Sometimes it’s only once we’ve talked through an issue that we find the information we require. Not that we were necessarily looking for it when we started talking. Talking to a professional can work wonders.
When talking to a partner, most of the time women just need men to listen and want them to understand how they’re feeling.
Men on the other hand like to use talking to figure out a solution.
Talking for guys has a clear purpose, because for them, a conversation is a way of solving a problem, or making a point.
Talking should be as efficient and to the point as possible for men.
When a man tells a story, he doesn’t work through the details as he tells it, he has already figured out what he’s going to say and then tells the story.
Therefore, this allows him to share the details he deems relevant and leaving out the unnecessary parts.
Men then wonder why women need to talk so much. They often interrupt them mid-flow to offer advice or to try and find a solution to their supposed ‘problem’ as quickly as possible.
Men understand that when a woman strikes up a conversation it’s because she needs his advice or help, consequently a man is conditioned to actively listen and offer solutions to her.
He’ll listen to what she says and filters through her words, trying to figure out where best he can provide input.
Being able to listen passively is not something that comes easy to a lot of men.
For women, however, the conversation itself provides the end she seeks.
If a woman feels that what she is saying has been listened to and she’s been understood, or received empathy, she’s happy. The problem, if there is one, is considered ‘dealt with’.
Knowing that someone has been listening to her talk helps her process any negative feelings.
Therefore, sharing worries and concerns with a partner makes a woman feel closer to them, more connected.
She isn’t sharing to get his advice; she’s sharing to feel safer and secure.
When a woman is down, a man will feel it is his responsibility to help cheer her up.
He will go to all lengths necessary to right any perceived wrongs. He’ll feel impatient to remedy her woes as quickly as possible, by offering up solutions and trying to problem solve.
Men feel it is their duty to provide for their partner and can feel personally responsible if something is upsetting her, even if they had nothing to do with it.
Men listen actively and so can miss that a woman is upset and take her words literally, not realising she is trying to convey emotions.
They don’t like outside help or assistance, they like to be on their own to figure things out for themselves.
However, when they withdraw, they avoid communicating with their partner.
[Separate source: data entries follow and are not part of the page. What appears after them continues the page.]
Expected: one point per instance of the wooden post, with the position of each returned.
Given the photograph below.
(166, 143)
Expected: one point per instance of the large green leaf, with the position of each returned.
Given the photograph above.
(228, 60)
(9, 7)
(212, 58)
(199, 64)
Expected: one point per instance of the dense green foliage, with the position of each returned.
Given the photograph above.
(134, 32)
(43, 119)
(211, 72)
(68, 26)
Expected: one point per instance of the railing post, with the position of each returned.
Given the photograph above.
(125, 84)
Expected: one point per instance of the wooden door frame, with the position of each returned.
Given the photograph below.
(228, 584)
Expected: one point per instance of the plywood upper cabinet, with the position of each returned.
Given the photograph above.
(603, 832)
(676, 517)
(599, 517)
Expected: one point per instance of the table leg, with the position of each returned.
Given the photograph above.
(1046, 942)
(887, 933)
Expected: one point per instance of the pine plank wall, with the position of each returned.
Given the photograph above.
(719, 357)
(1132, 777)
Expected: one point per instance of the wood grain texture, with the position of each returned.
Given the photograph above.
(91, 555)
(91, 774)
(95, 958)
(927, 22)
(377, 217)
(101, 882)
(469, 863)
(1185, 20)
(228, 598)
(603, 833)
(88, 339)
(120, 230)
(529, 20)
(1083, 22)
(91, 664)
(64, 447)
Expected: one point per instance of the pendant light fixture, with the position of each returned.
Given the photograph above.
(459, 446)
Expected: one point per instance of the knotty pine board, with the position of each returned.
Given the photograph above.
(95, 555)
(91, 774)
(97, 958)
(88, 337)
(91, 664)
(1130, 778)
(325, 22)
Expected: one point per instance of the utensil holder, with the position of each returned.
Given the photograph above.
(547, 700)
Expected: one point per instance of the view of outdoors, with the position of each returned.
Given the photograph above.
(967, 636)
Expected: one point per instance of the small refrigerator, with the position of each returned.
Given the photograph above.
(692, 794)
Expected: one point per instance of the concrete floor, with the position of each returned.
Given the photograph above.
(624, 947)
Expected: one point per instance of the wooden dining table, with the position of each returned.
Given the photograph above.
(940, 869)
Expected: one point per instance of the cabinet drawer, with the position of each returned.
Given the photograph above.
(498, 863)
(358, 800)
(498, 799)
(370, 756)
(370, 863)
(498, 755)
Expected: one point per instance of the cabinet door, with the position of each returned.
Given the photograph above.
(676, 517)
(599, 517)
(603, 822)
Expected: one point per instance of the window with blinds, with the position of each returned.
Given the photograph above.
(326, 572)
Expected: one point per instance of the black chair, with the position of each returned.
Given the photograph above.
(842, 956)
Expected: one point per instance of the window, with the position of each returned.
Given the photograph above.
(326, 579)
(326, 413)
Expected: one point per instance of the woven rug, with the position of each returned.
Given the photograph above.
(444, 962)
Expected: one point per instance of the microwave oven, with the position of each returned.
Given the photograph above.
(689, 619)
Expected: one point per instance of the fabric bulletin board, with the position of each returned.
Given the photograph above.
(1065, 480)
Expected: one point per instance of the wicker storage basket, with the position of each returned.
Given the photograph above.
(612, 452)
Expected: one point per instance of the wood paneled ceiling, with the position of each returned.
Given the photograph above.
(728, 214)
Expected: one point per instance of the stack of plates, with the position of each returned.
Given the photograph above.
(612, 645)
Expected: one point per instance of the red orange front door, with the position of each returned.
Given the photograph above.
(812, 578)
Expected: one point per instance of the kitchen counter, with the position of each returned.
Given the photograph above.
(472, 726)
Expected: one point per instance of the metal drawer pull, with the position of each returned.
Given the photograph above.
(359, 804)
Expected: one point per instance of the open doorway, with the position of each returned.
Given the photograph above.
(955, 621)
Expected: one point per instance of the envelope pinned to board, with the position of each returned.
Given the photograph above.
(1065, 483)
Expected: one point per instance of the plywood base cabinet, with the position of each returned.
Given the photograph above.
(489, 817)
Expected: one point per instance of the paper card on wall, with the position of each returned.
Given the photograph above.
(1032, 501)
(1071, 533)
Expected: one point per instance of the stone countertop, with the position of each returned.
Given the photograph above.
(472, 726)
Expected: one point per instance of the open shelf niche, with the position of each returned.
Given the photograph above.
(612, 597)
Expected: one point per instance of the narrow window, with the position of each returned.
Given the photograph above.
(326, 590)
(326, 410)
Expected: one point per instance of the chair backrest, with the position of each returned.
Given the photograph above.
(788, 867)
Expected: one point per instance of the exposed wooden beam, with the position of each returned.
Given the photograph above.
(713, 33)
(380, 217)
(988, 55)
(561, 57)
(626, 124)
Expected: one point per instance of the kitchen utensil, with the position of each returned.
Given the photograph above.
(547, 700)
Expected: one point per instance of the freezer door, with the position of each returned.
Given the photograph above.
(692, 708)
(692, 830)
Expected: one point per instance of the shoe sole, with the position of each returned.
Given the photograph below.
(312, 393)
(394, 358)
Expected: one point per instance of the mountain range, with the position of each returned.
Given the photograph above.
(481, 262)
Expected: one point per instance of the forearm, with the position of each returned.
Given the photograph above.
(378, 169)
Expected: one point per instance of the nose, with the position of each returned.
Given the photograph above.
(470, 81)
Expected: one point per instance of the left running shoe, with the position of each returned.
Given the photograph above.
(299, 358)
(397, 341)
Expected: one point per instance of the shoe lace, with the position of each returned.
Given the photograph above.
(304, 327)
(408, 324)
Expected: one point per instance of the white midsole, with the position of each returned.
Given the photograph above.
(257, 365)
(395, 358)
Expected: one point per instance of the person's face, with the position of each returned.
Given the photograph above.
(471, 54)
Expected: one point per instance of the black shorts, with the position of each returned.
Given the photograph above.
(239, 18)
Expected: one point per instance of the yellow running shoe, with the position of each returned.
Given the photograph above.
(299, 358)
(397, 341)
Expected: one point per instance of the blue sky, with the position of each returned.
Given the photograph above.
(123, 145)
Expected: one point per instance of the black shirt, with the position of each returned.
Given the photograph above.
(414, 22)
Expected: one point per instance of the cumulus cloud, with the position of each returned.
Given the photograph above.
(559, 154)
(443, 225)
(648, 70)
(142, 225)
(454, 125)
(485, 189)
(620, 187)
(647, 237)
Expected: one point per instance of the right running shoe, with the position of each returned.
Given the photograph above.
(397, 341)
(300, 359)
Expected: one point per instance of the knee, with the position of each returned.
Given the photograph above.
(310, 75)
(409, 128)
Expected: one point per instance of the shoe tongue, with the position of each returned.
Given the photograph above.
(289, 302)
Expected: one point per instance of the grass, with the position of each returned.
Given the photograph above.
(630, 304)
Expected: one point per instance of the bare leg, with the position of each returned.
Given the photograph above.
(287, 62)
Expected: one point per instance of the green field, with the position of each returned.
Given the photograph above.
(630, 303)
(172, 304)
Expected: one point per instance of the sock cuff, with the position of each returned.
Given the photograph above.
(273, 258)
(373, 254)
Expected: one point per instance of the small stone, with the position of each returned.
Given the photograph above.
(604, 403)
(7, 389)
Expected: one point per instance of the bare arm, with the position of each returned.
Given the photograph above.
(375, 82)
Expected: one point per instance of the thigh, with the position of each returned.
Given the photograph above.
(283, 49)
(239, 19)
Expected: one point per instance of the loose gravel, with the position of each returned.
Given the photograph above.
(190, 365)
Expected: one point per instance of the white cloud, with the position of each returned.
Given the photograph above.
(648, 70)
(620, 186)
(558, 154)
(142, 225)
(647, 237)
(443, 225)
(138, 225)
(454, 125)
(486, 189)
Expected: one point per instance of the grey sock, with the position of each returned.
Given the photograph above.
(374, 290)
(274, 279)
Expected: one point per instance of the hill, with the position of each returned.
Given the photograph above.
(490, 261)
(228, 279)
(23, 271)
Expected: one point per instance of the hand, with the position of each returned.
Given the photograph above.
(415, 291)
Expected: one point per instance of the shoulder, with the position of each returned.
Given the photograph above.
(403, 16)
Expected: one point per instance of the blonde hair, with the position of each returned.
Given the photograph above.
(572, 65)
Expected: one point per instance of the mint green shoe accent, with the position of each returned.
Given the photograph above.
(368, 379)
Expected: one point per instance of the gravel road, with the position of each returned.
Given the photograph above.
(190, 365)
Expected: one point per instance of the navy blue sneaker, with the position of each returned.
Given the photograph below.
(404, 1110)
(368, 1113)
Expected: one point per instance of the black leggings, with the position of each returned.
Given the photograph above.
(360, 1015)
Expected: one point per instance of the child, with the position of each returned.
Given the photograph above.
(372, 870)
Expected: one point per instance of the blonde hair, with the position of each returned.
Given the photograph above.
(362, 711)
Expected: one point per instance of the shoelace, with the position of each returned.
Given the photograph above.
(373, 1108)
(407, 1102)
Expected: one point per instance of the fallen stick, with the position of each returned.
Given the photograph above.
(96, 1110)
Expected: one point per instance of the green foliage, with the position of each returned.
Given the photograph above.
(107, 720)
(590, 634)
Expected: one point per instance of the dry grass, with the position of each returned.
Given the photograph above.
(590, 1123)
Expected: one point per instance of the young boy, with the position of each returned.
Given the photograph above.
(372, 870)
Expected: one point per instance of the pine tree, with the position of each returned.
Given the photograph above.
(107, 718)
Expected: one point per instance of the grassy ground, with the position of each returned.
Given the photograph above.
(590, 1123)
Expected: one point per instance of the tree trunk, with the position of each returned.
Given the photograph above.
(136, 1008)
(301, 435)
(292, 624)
This is when women can misread the situation, taking the man’s silence as a slight on her, that she’s done something wrong.
Women instinctively try to nurture when a loved one is upset, but most men don’t like to be fussed over, particularly when they’re stressed or angry.
They will therefore, withdraw further, leaving her feeling like he’s pushing her away.
She can then react angrily for fear of losing him, and the situation can escalate.
One of the things both men and women need to understand is that both parties want to satisfy their partner, to look after them, to love them and trust them.
Learning to communicate and understanding that the different sexes approach communication from very different angles can really help a relationship therefore, preventing resentment from creeping in.
This is how and why men and women deal with relationship problems differently.